The Mudcat Café TM
Thread #9280   Message #60246
Posted By: Bob Bolton
25-Feb-99 - 04:24 PM
Thread Name: Australian Bush Bands
Subject: RE: Australian Bush Bands
G'day again, especially katluaghing,

Yothu Yindi are pretty much a rock band - rock 'n roll being the pretty much the most popular musical idiom among modern, particularly urbanised, Aboriginal groups.

I have the rather remote distinction of sharing a place in a poster series with them. The Australian Broadcasting Commission, in 1990, brought out a second edition of "The ABC Book of Musical Instruments", a book by Michael Atherton aimed as junior high schools. As with the 1980 edition, they had an accompanying series of posters of different band types and suggested class activities.

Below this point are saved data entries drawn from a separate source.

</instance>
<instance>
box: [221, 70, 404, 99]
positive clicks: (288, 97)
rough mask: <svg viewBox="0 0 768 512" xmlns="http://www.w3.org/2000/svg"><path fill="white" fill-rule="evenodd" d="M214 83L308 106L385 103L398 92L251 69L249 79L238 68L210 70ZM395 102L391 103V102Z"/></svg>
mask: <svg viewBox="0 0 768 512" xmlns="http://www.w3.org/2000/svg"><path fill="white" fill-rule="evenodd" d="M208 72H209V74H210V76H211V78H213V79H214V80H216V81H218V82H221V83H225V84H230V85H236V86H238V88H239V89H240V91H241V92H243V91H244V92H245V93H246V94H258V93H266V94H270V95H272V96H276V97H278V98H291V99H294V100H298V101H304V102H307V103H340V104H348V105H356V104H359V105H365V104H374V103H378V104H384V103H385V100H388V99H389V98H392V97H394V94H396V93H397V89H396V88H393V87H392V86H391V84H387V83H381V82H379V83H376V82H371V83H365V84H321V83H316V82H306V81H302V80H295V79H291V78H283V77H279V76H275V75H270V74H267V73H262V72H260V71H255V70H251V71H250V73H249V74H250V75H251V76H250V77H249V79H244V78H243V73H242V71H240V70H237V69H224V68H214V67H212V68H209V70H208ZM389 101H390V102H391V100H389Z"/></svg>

Their marketing people asked me to arrange a bush band, but they kept changing the date, time and place. In the end they wanted a band at 5.30pm on a Wednesday afternoon at their Gore Hill practice studios. It was a very 'scratch' band! Myself with Anglo concertina(and my button accordion, bones, whistle, mouthorgan and "Barcoo Dog" rattler scattered in the foreground), a lass named Meg Ryan ( a schoolteacher who played mandolin) and a fiddling friend named Ralph Pride who brought his 7 and 11-year-old daughters who played my lagerphone and bush (tea chest) bass.

This went into the final poster series along with the Sydney Chamber Quartet, a Latin American group 'Papalote', the Sydney University Gamelan, ... and Yothu(u?) Yindi. The ABC reckoned they liked ours the best because the target audience, 12 to 14 year-olds, could identify with the range of ages in our 'band'.